Despite the not so helpful advice from their relatives, the family turned a deaf to them and did what they felt was right. They started to look for donors. Ishani said, “My baby needs me every minute, so I couldn’t donate. So my sister, Divya, decided to be the donor for my child.” She even added that finding a medical team familiar with transplants for babies and managing the treatment cost were their biggest concerns.
After doing some research online, the mother came to know about an NGO called ‘Transplants – Help the Poor Foundation’. “This foundation led us to Apollo.
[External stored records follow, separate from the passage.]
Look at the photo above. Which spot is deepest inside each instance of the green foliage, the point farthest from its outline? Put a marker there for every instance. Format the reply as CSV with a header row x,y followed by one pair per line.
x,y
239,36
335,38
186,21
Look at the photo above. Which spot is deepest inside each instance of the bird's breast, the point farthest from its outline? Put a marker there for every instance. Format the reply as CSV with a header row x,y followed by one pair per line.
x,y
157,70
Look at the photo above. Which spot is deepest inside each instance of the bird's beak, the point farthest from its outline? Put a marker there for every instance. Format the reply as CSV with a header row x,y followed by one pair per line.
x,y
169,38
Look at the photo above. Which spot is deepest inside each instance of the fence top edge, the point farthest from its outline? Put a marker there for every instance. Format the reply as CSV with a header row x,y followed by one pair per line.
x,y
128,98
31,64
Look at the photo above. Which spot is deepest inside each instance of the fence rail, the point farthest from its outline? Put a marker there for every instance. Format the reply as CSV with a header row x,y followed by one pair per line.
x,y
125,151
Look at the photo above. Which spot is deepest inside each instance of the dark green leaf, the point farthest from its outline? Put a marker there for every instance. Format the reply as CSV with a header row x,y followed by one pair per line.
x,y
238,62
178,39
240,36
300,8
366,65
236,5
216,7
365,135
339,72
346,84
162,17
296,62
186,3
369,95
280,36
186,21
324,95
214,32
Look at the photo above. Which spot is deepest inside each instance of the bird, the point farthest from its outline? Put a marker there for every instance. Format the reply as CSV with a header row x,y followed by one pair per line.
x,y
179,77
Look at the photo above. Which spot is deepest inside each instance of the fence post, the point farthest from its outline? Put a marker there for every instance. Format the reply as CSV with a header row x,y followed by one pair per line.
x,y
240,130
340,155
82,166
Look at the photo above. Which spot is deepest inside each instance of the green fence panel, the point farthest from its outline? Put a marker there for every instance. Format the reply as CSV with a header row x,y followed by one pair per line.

We started visiting doctors at Apollo from July 2017, and the surgery took place in February this year,” she said.
With assistance from the NGO, Tata Foundation Trust, and Apollo Hospitals, the funding was arranged by the family and crowd-funding through Ketto.com contributed to help with the transplant costs.
Dr. Darius F. Mirza, head, liver transplant, Apollo Hospitals, said, “Biliary atresia is a rare disease in newborns where the liver’s bile ducts are absent. It requires early surgical correction, which only works in 40% of cases. In this case, the transplant was needed very early in life. Thanks to the initiative shown by the family and the cooperation between NGOs and funding partners, we were able to successfully perform this life-saving surgery. We are happy that baby Ram and his aunt are recovering well. Our goal is to provide life-saving liver transplantation to all such children, regardless of their family’s ability to afford this treatment.”